I guess we could still worry about the possibility that this transition region might lie inside the tube, which would have the effect of shortening the wavelength of the standing wave rather than lengthening it. I think we can again rule this out based on the principle that wave disturbances propagate at no more than the speed of sound. If we make a pulse at the top of the tube, then this pulse clearly can't be reflected before it reaches the mouth of the tube, since then it would be getting affected by regions of space that it has not yet reached. The pulse must therefore do its transitioning on the outside. If this is true for the pulse, then it must be true for other waves, such as periodic waves, because a pulse can be well approximated by a sum of sine waves, through Fourier analysis.

• Ben, thanks for the link to your book. I downloaded it for my personal use and reference.

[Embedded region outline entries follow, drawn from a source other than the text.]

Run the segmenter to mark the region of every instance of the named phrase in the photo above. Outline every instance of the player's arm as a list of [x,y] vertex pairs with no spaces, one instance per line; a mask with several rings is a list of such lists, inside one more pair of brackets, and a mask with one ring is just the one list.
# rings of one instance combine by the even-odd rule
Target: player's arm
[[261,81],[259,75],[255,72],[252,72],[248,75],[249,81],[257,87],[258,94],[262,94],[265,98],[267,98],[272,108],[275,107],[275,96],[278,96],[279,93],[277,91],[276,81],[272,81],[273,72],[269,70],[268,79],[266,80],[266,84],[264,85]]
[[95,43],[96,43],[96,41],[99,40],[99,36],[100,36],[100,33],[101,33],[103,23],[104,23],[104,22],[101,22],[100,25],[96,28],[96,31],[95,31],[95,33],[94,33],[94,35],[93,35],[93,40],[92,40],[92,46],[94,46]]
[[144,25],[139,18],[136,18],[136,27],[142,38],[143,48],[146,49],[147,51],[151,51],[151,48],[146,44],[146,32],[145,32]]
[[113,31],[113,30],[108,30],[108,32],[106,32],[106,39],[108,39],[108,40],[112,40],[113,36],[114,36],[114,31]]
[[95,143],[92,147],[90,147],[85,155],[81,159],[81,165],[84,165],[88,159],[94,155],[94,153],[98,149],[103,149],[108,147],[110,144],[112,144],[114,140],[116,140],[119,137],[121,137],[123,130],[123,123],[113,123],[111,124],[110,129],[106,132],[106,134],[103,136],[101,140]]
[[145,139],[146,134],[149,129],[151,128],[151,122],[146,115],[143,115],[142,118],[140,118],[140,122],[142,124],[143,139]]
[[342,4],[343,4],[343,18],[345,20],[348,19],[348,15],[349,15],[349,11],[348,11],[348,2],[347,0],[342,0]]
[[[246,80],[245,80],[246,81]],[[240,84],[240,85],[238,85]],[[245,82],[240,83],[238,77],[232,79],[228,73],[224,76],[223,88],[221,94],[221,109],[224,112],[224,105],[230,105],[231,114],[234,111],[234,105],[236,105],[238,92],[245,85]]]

Commented Sep 17, 2018 at 19:58

try this explanation:

in the case of a hypothetical, "perfect" resonating pipe, the nodes of the vibration coincide exactly with the ends of the pipe- meaning that the sound waves are completely and perfectly reflected off the ends of the pipe, so the wavelength of sound is an exact multiple of the length of the pipe.

But of those reflections were perfect, no sound would exit the pipe- it would all remain trapped inside the pipe and you would not hear any sound emerging from it.

The fact that you can hear sound emerging from the pipe means that not all of the sound gets reflected back into the pipe when the wave hits the end of the pipe. this in turn means that the sound wave "sticks out" the end of the pipe by a small amount. this makes the pipe sound a note that has a wavelength a bit longer than you would expect, based on the length of the pipe. the pipe plays slightly flat, and must be slightly shortened to play on pitch.